The service is tightly integrated with the network's Noitamina and +Ultra late-night programming blocks, frequently securing exclusive streaming rights or early distribution windows for highly anticipated series. Notable exclusive titles have included Keep Your Hands Off Eizouken!, Akudama Drive, and the third season of Golden Kamuy. A significant draw for the service is its dedicated Unlimited Anime tier, which offers thousands of episodes encompassing both classic properties and current simulcasts from Fuji TV and third-party networks, including popular franchises like Psycho-Pass.

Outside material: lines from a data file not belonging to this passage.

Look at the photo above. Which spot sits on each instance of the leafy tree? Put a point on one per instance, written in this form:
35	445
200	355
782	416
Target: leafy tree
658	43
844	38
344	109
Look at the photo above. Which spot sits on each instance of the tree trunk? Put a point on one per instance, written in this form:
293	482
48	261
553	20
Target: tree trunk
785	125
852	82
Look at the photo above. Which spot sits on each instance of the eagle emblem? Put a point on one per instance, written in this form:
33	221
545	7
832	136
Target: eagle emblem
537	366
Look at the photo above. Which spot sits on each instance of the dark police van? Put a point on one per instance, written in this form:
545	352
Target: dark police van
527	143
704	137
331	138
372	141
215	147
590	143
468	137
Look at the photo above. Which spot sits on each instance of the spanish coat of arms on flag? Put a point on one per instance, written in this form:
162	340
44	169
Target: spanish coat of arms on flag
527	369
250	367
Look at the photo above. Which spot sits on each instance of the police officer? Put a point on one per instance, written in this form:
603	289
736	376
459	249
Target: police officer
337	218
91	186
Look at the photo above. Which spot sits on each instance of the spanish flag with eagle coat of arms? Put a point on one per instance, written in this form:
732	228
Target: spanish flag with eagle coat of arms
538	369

=== Digital publishing ===
A unique distinguishing feature of FOD compared to traditional SVOD platforms is its integrated digital publishing service. The platform offers an extensive digital bookstore featuring over 150,000 manga volumes and electronic novels across 40,000 titles, supported by an offline reading application called FOD Manga.

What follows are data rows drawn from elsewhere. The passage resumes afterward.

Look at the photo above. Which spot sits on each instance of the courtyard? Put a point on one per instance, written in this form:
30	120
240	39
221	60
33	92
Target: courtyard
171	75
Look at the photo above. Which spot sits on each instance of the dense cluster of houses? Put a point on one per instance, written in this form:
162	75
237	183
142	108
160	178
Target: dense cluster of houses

This ecosystem is designed to create media synergy; users can seamlessly purchase and read the original manga or novel source material of a live-action drama or anime series they are currently watching on the same platform. Notably, Fuji TV utilizes FOD as an IP incubator; original manga titles published digitally on the platform have been subsequently adapted into live-action dramas exclusively for the streaming service. Furthermore, FOD provides premium subscribers with an "all-you-can-read" digital magazine service granting unlimited access to over 100 popular Japanese lifestyle, fashion, and weekly publications.